Me envió un SMS pidiendo, por favor, que le diera cuarenta y cinco minutos. Así lo hice. Cuando descolgó de nuevo, me lo agradeció. Me pidió que no mencionara, en la entrevista, el ataque de tos, «están ahora obsesionados con los que tosen y no quiero que empiecen a darme la lata». Luego comenzamos a hablar. Cuando la conversación tocó hueso —la puso en alerta, la incomodó… no sabría cómo describir ese momento que tú buscas y ellos pueden temer y que cambia el desarrollo del diálogo. Sin saber bien cómo describirlo, sé, sin ningún género de dudas, que debe ser tratado con delicadeza: va a cambiar el cariz de la entrevista. Con cuidado y suerte, para bien.
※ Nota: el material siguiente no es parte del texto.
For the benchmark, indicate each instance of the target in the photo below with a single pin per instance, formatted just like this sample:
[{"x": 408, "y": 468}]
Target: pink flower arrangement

Con torpeza, para mal—, el caso es que en ese momento peliagudo ella recordó la tos. «Usted ha demostrado más humanidad que olfato periodístico. Ha respetado mi tos. No es que le esté agradecida, es que creo en su palabra», me espetó.

Que alguien crea en ti y te lo diga así te ayuda a creer a ti misma. Y eso pasó. Nunca había entrevistado sin ver al entrevistado. Smith es un ser tan humano que la sentí tan cerca como si la estuviera viendo. Espero que eso lo revele la entrevista.